The product has all the key components for building lean muscle while using it along side a good weight training routine as well as having a balanced healthy diet. It has a low fat and carbohydrate content with only 1g of fat, 1g of sugar and 3g of carbohydrates.

It also contains 5.5g of BCAA's. These Branch chain amino acids make up 35% of our muscle mass and need to be present for the development of said muscles. They aid in the repair of the muscle tissue after exercise, so 5.5g per shake is a good amount to help you recover faster.

Below is the product label so you can see the content for yourself.



I used this product for around 2 months before Christmas and managed to gain around 1.5kg in weight while using it. This may be due to the fact that I have only trained properly for around a year and a half to two years.

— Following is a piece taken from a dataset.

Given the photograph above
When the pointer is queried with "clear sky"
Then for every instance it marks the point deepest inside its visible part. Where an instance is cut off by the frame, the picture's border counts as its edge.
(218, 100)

I believe this product to be an all round good product from taste to effectiveness and for this reason I would give it a solid 8/10, due to it being quite a pricey product in the first place.

I tend to buy this product either off of Amazon, or Discount Supplements, due to these being fast with postage and have a relatively low price for this product in comparison to other websites.

The newest limited edition flavour, caramel frappe, for this protein is next level, it tastes amazing!
I'd recommend getting yourself a tub before they stop doing it!